AI storage: NAS vs SAN vs object for training and inference

AI’s data mountain

Current AI projects are rarely if ever characterized by a single data source. Generative AI models use a variety of data, most of which is unstructured. Documents, images, audio, video, and computer code are just a few examples.

Understanding relationships is the key to generative AI. Patrick Smith, Pure Storage,

The more data sources you have, the better. Enterprises also link LLMs with their own data sources either directly or via retrieval augmented creation (RAG), which improves accuracy and relevance. This data can be documents, but it can also include enterprise applications which store data in relational databases.

“A large part of AI is driven from unstructured information, so applications will point to files, images and video – all unstructured,” says Patrick Smith. He is the field chief technology officer EMEA for storage supplier Pure Storage. “But people look at their production data and want to link them to their generative AI project.”

He adds that this includes adding vectorisation in databases, which are commonly supported by main relational database providers, such as Oracle.

NAS

This raises the issue of where to store data for system architects who support AI project. It is often easier to leave data sources in their current state, but that’s not always possible.

It could be that data needs to be further processed, the AI application must be isolated from production systems or current storage systems do not have the throughput required by the AI application.

Vectorisation can also lead to a large increase in data volume – 10 times is not uncommon – which puts additional demands on storage systems.

Storage needs to be flexible, scalable and able to handle AI project data at each stage. Inference, or running the model on production, might not need as much raw data but require a higher throughput with minimal latency.

Enterprises keep the majority of their unstructured files on file access NAS storage. NAS is relatively cheaper and easier to scale and manage than alternatives like direct-attached SAN storage or block access NAS storage.

It is more likely that structured data will be stored in block storage. Usually, this data will be stored on a SAN. Direct attached storage may be sufficient for smaller AI project.

In this case, achieving optimal performance – both in terms of IOPS (input/output) and throughput – from the storage array offsets the complexity of NAS. Enterprise production systems such as enterprise resource management (ERP) or customer relationship management (CRM) will use SAN to store their data. In practice, AI data is likely to come from SAN or NAS environments.

AI data can be stored in SAN or NAS. Bruce Kornfeld is chief product officer of StorMagic. He says that it’s all down to how the AI tools need or want to access the data. “You can store AI on a SAN but AI tools will not typically read the blocks.” They’ll use some type of file-access protocol to access the block data.”

There is no guarantee that one protocol is better than another. It depends on the nature and output of the AI system.

A NAS system might be sufficient for a primarily image or document-based AI system. For applications such as autonomous driving, surveillance or video analytics, systems may use a SAN storage or even high-speed locally stored.
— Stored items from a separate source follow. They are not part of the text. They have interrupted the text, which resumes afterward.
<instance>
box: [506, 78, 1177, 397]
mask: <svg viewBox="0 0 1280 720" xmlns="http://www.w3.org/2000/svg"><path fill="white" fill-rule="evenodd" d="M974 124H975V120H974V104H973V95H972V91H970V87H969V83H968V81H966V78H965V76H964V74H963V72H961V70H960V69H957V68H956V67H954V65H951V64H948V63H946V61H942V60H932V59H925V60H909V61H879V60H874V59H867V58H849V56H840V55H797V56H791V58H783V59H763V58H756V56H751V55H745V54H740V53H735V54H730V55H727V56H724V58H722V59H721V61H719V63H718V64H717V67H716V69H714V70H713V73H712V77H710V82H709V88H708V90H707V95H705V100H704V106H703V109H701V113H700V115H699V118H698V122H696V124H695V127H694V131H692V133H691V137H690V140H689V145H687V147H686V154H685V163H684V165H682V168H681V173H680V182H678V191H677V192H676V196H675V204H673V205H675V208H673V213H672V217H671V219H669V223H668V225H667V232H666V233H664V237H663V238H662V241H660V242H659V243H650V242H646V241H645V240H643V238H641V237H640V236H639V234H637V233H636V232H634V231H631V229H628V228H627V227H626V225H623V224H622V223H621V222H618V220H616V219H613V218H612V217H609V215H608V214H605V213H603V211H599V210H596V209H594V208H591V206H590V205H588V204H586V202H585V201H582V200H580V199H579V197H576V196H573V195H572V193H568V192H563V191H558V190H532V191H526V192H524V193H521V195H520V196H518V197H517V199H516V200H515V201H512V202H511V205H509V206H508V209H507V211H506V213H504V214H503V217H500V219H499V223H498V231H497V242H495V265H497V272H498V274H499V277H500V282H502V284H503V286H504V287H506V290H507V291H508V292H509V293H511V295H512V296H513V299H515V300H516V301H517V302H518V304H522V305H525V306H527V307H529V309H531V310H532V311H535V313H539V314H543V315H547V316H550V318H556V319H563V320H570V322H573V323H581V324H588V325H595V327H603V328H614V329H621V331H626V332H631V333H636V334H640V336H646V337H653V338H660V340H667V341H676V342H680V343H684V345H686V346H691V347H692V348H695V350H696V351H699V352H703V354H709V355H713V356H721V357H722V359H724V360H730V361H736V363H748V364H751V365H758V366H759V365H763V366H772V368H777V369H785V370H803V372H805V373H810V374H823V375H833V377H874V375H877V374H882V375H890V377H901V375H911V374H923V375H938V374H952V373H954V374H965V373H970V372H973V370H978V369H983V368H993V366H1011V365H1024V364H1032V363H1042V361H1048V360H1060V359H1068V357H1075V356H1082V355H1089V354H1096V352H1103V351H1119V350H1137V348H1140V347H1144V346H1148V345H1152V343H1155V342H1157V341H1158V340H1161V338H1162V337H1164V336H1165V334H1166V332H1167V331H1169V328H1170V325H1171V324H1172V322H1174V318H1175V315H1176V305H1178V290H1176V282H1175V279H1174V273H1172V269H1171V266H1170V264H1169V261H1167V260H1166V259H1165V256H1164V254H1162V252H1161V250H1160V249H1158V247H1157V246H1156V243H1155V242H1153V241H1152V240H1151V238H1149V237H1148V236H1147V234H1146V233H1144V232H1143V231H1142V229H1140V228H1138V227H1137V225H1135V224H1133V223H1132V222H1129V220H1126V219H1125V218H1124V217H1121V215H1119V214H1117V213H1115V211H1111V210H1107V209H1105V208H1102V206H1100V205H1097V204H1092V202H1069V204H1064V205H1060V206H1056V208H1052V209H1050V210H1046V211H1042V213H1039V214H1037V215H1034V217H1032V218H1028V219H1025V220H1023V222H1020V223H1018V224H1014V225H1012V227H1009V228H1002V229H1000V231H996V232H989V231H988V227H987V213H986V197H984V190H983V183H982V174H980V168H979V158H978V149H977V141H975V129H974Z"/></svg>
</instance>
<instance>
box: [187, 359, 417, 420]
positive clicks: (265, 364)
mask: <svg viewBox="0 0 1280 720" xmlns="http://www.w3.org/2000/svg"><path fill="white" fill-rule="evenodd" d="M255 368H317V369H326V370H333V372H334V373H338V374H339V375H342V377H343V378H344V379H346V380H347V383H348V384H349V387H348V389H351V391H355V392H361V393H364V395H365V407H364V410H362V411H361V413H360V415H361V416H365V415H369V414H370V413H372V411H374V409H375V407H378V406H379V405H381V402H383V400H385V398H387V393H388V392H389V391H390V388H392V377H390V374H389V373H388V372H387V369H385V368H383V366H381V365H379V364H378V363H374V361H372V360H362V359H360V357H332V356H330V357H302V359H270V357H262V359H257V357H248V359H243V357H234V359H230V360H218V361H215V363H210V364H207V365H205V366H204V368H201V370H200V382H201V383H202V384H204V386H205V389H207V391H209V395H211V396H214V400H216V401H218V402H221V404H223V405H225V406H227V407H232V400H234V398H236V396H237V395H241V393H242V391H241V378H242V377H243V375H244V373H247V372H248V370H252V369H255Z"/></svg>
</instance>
Data architects will need to differentiate between the training and inference phases in their projects, and determine whether the overhead associated with moving data between storage systems is greater than any performance benefits, particularly in training.

Enter the object storage

Some organisations have looked at object storage to unify data sources for AI. Enterprises are increasingly using object storage, and it’s not just cloud storage. On-premise object stores have also gained market share.
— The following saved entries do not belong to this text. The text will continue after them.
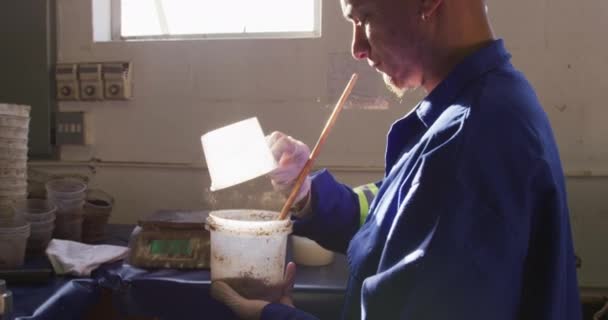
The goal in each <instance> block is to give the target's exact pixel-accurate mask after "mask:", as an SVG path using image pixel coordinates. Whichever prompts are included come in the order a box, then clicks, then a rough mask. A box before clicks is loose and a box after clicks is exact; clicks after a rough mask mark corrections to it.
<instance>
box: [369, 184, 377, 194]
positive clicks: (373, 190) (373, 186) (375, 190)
mask: <svg viewBox="0 0 608 320" xmlns="http://www.w3.org/2000/svg"><path fill="white" fill-rule="evenodd" d="M367 187H368V188H369V191H371V192H372V194H373V195H374V197H375V196H376V195H377V194H378V187H377V186H376V184H375V183H370V184H368V185H367Z"/></svg>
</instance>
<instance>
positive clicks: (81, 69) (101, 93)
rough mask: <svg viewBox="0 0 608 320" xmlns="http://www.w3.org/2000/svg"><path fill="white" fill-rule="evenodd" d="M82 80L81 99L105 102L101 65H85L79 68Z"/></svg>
mask: <svg viewBox="0 0 608 320" xmlns="http://www.w3.org/2000/svg"><path fill="white" fill-rule="evenodd" d="M78 77H79V79H80V99H82V100H103V79H102V77H101V64H99V63H83V64H80V65H79V67H78Z"/></svg>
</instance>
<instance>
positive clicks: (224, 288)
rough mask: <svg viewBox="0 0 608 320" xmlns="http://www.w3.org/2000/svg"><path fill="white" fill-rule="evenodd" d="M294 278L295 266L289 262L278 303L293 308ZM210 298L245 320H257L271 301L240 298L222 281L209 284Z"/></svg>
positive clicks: (234, 291)
mask: <svg viewBox="0 0 608 320" xmlns="http://www.w3.org/2000/svg"><path fill="white" fill-rule="evenodd" d="M295 278H296V264H295V263H293V262H290V263H288V264H287V268H286V269H285V277H284V279H283V294H282V296H281V298H280V299H279V301H278V302H279V303H282V304H285V305H288V306H290V307H293V300H292V298H291V291H292V290H293V284H294V282H295ZM211 296H212V297H213V298H214V299H216V300H218V301H220V302H222V303H224V304H225V305H226V306H228V307H229V308H230V309H232V311H234V313H236V315H237V316H238V317H239V318H241V319H245V320H258V319H260V317H261V316H262V310H263V309H264V307H265V306H266V305H268V304H269V303H270V302H271V301H264V300H252V299H251V300H250V299H246V298H244V297H243V296H241V295H240V294H239V293H238V292H236V291H234V289H232V288H231V287H230V286H229V285H228V284H226V283H225V282H222V281H213V282H212V283H211Z"/></svg>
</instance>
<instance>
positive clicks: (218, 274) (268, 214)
mask: <svg viewBox="0 0 608 320" xmlns="http://www.w3.org/2000/svg"><path fill="white" fill-rule="evenodd" d="M278 216H279V213H278V212H271V211H262V210H218V211H212V212H210V214H209V218H207V226H206V227H207V229H208V230H209V231H210V234H211V280H222V281H224V282H226V283H228V284H229V285H230V286H231V287H233V288H234V289H235V290H236V291H238V292H239V293H240V294H241V295H243V296H244V297H246V298H249V299H263V300H266V301H277V300H278V299H279V298H280V297H281V294H282V289H283V288H282V281H283V273H284V269H285V253H286V250H287V236H288V235H289V234H290V233H291V228H292V223H291V221H290V220H277V218H278Z"/></svg>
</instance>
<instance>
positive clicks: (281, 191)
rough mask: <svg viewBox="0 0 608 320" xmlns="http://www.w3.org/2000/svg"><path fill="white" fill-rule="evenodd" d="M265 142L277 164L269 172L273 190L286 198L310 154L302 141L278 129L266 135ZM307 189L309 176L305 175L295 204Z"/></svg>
mask: <svg viewBox="0 0 608 320" xmlns="http://www.w3.org/2000/svg"><path fill="white" fill-rule="evenodd" d="M266 142H267V143H268V146H269V147H270V151H272V155H273V156H274V158H275V160H276V161H277V163H278V164H279V166H278V168H276V169H275V170H274V171H272V172H271V173H270V174H269V175H270V180H271V182H272V186H273V188H274V190H275V191H277V192H280V193H282V194H283V195H284V196H285V197H286V198H287V197H289V194H290V193H291V190H292V189H293V186H294V184H295V182H296V179H297V178H298V175H299V174H300V171H302V168H303V167H304V165H305V164H306V161H307V160H308V157H309V156H310V149H309V148H308V146H307V145H306V144H304V143H303V142H301V141H298V140H296V139H294V138H292V137H290V136H288V135H285V134H284V133H282V132H278V131H275V132H273V133H272V134H270V135H269V136H267V137H266ZM309 191H310V177H306V180H304V183H302V187H301V188H300V191H299V192H298V195H297V196H296V199H295V202H294V203H295V204H297V203H299V202H300V201H301V200H303V199H304V198H305V197H306V196H307V195H308V192H309Z"/></svg>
Object storage has many advantages for AI. Not least is its flat structure, global namespace, low management overheads (relatively), ease of expansion, and low cost.

Performance has not been an object storage strength. This has made it more suitable for tasks like archiving, rather than applications that require low latency and a high level of data throughput.
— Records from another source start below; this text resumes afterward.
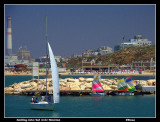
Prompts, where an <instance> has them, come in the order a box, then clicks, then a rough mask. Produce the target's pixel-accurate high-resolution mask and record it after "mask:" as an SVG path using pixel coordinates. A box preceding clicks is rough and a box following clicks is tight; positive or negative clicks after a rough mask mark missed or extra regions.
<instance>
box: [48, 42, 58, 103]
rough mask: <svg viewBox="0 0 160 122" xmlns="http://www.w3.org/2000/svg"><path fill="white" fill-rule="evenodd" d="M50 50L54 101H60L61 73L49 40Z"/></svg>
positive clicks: (51, 70) (55, 102) (54, 102)
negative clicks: (59, 75)
mask: <svg viewBox="0 0 160 122" xmlns="http://www.w3.org/2000/svg"><path fill="white" fill-rule="evenodd" d="M48 50H49V57H50V62H51V71H52V84H53V101H54V103H59V75H58V70H57V64H56V61H55V58H54V55H53V52H52V49H51V46H50V44H49V42H48Z"/></svg>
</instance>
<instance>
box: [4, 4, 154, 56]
mask: <svg viewBox="0 0 160 122" xmlns="http://www.w3.org/2000/svg"><path fill="white" fill-rule="evenodd" d="M4 9H5V16H4V19H5V25H4V28H5V49H6V45H7V17H8V16H11V17H12V20H11V21H12V50H13V53H14V54H15V53H16V51H17V50H18V49H19V47H20V46H23V47H24V46H27V49H28V50H30V52H31V57H33V58H38V57H40V56H44V55H45V53H46V40H45V34H46V32H45V31H46V30H45V29H46V28H45V16H47V18H48V21H47V25H48V27H47V28H48V40H49V42H50V44H51V47H52V49H53V53H54V55H56V56H59V55H60V56H62V57H69V56H71V55H73V54H82V53H83V52H84V51H86V50H88V49H91V50H94V49H97V48H98V47H101V46H109V47H111V48H113V50H114V46H115V45H119V44H120V43H122V38H123V37H124V36H125V39H124V41H125V42H128V40H129V39H130V38H133V37H134V36H135V35H139V34H140V35H142V37H143V38H147V39H149V40H150V41H152V44H153V45H154V44H155V5H104V4H103V5H9V4H8V5H5V8H4Z"/></svg>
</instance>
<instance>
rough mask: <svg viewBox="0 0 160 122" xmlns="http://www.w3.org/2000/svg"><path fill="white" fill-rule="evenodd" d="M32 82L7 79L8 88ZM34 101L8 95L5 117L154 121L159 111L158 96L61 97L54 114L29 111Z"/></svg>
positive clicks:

However, suppliers are working to close this performance gap. Pure Storage and NetApp both sell storage systems capable of handling file, object, and in some cases block. Pure’s FlashBlade and NetApp’s OnTap operating system are among the systems. These technologies allow storage managers to use the best formats without having to rely on specific hardware.

Other companies, like Hammerspace with its Hyperscale-NAS, are aiming to squeeze more performance out of equipment running the network file system. They argue that this prevents bottlenecks when storage cannot keep up with data hungry graphics processing units (GPUs).

Checking all the boxes.

Until better-performing object storage becomes more widely available or more enterprises migrate to universal storage platforms AI will likely use NAS, SAN and object storage in combination. The balance between the elements will likely change over the course of an AI project and as AI tools, applications, and tools evolve. Smith, a Pure employee, has seen requests at Pure for new hardware to handle unstructured data. However, block and vector databases are met by most customers using existing hardware.

He says that “generative AI is all about relationships.” “You still have your source data in your unstructured data (file or object) and your vectorised data on block.”